Given that one of the company’s VC investors includes the original Google engineer who built out the Google image search engine, that seems like an inevitability. He’s not the only tech investor to jump on the Queenly bandwagon.

The business, which got its start at startup accelerator Y Combinator, has been backed by a who’s who of angel investors, including Thuan Pham, former chief technology officer of Uber; Manik Gupta, previously chief product officer Uber, chief executive officer and co-founder of Mercari, Ryo Ishizuka; James Park, CEO of FitBit, and Caviar cofounders Jason Wang, Shawn Tsao and Andy Zhang.

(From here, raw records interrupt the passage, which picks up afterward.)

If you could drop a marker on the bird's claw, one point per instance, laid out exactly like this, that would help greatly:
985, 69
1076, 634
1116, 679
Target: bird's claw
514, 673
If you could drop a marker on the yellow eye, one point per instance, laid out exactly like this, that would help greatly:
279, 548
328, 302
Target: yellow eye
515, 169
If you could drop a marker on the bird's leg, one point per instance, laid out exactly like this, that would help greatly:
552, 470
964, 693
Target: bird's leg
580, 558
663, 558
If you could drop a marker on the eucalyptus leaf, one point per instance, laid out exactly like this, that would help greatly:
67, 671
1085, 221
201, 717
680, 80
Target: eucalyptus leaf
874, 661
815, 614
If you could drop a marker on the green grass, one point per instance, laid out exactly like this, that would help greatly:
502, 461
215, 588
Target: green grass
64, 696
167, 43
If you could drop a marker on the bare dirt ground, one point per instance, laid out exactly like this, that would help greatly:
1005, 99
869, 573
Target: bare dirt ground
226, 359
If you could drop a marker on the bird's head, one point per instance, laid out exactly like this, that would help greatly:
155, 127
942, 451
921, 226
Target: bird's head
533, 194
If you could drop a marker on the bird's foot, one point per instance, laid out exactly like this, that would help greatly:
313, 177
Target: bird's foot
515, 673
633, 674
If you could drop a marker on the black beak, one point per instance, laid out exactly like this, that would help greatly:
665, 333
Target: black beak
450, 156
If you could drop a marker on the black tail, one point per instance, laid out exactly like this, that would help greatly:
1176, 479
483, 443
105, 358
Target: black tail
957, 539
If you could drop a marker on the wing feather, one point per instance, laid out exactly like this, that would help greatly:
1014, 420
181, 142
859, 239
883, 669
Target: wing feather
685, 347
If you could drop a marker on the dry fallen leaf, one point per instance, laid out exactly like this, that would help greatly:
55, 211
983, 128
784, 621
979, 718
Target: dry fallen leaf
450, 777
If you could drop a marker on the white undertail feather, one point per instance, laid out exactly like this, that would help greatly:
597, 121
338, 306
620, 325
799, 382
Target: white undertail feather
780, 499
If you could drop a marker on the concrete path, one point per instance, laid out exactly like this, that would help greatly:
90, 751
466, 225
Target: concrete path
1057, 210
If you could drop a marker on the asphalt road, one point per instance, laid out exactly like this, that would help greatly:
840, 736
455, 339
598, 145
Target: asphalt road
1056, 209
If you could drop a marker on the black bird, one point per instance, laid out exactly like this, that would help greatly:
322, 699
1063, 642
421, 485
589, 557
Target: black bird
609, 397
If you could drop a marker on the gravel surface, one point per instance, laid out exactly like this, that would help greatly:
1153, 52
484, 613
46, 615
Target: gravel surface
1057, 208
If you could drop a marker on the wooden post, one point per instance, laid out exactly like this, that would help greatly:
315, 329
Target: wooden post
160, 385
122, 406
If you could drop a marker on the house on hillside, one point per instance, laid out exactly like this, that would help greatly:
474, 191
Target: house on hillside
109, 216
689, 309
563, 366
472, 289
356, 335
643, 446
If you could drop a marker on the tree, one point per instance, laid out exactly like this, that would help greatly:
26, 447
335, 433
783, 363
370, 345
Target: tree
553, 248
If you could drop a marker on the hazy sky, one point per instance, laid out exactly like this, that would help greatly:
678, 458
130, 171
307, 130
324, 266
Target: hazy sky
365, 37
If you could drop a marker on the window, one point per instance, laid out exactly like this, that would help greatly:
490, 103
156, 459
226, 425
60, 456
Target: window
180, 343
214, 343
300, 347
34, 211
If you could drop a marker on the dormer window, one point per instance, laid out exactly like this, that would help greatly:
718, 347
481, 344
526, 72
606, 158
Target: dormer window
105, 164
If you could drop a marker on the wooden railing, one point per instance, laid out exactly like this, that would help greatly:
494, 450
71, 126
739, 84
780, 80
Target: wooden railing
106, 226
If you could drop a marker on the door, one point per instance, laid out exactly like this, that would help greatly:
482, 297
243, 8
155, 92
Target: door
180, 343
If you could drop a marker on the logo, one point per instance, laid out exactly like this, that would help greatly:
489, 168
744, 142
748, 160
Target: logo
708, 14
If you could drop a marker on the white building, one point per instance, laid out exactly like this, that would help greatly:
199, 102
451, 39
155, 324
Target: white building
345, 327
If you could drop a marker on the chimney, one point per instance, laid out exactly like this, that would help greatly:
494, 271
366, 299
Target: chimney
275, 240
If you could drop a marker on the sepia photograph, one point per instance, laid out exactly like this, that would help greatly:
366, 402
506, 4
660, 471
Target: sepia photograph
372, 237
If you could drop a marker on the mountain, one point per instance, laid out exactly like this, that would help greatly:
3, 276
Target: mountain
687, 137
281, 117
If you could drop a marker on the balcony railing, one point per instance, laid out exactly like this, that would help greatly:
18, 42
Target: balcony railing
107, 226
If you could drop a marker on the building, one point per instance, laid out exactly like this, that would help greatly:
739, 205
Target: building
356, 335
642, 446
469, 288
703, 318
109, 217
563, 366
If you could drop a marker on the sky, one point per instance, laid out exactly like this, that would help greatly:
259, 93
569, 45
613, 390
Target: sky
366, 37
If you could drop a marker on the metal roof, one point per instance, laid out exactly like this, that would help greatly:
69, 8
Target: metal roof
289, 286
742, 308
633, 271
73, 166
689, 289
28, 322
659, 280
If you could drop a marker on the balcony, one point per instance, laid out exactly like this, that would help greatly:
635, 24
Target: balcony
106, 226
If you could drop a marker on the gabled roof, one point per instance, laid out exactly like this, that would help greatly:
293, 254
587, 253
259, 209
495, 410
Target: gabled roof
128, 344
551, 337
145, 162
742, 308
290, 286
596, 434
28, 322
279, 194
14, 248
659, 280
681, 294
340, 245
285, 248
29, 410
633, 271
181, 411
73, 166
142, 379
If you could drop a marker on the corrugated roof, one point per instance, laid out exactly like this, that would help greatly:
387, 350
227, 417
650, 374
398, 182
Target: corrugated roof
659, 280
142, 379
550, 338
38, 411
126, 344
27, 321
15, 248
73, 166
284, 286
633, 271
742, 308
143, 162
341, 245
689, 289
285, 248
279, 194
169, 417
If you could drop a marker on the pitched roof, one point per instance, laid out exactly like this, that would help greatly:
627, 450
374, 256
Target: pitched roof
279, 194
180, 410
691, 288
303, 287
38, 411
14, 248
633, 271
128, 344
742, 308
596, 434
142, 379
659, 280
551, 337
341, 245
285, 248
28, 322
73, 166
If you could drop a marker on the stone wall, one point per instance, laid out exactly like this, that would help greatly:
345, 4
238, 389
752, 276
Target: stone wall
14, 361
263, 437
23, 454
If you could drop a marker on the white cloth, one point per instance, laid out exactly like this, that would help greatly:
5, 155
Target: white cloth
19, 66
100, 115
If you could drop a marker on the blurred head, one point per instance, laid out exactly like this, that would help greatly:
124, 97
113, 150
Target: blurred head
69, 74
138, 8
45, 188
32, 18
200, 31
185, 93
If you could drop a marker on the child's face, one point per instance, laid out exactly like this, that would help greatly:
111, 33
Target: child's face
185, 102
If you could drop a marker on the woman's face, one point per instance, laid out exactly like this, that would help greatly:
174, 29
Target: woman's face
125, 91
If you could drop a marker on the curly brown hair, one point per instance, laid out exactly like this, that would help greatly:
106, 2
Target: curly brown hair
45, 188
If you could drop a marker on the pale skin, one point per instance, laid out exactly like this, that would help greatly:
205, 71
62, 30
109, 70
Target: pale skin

It seems Queenly has managed to do what few fashion startups have managed to accomplish: Enamor Silicon Valley with formal dresses. And, perhaps, inject some optimism into what lies ahead.

“I do think we will return to some kind of new normal, where physical in-person events are going to come back,” Chan said. “And I think the other thing that people don’t realize about these events is, they happen year-round and they happen every single year.”